15.1. The Underclass

There is still another adjustment to be made to the calculation of average wage increases. Up to this point we have not been able to construct the picture of “cotton mills, children badly treated, and very low wages”, since this does not fit with the fact of the general increase in wages. Following we will comment the picture of “Dickens’”, which also does not fit with the figures.

We have here people who do not earn wages, cannot find a job, do not have a home, and do not eat normal quantities of food. A certain percentage are criminals or prostitutes. They do not exist arithmetically, because they do not have normal lives, and are not known to the authorities (except possibly the police). These men, women and children in London are the counterparts of “Les Misérables” in France. 

The important point arithmetically about these people for our argumentation (although the moral side cannot be forgotten), is that if their proportion of the population increased from 1800 to 1840 or to 1860, then the idea of general improvement is not necessarily valid. We were perhaps supposing that 100 % of the population (heads of families) had incomes, and the average of these incomes increased from 25 Pounds to 30 Pounds annually. But if these “Misérables” were 10 % and changed to 20 %, and their income was close to zero, then the average of incomes in the country moved from 22.5 pounds to only 24 Pounds.

We do not know if the percentage of these people increased, but it is certainly probable. There are no official information or comments by visitors about this matter from 1800 to 1840, although obviously there were poor people in London during this period. Reports by professional people who wanted to make changes started about 1840. At the same time the “Novels about the Condition of England” began to appear. These novels by Charles Dickens, Mrs. Gaskell, and Benjamin Disraeli had as their background the horrible working and living in the industrial towns and in London. To be more exact, the novels about the industrial towns in the North started about 1830, and those about the underworld in London about 1840. 

What we should now do is: a) try to quantify the change in percentage of the poor from 1800 to 1860, b) try to find an economic/social reasoning, why the general improvement in this period was accompanied by a probable increase in very poor people, and c) what happened person-by-person, that is, how a poor person in 1800 had a grandson in 1860 who was very poor.

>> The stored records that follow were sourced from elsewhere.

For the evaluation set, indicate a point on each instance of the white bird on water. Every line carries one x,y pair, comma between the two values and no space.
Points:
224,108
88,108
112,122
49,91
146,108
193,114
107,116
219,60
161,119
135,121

There are no contemporary (or present!) estimations of the percentage of very poor in Charles Dickens’ time, but we can decide on a probable maximum, using three unofficial surveys of homes from the end of the nineteenth century. One was organised by Seebohm Rowntree in York in 1899, visiting all those people who did not themselves have domestic servants. It gave a figure of 27 %of the total population of York, who either had incomes insufficient to cover their minimum necessities of food, rent, and clothing, or had incomes slightly above this “poverty line”. A survey of large parts of London was carried out by Charles Booth in 1886-1891, which showed that 30 %of the inhabitants of London, and 35 %of the East End, were “poor” or “very poor”. He presented a street map, with colours reporting the income/social level; the first two stages were “Lowest class; vicious, semi-criminal” and “Very poor, casual; chronic want”. The third investigation was carried out by Fred Scott in the poorest parts of Manchester, i.e. Ancoats and Salford, in 1899, and reported to the Manchester Statistical Society. He found that 21 % (Ancoats) and 40 % (Salford) did not have regular work. 

It may however be the case that the percentage of the very poor in England (and especially in London) increased from 1850 to 1900.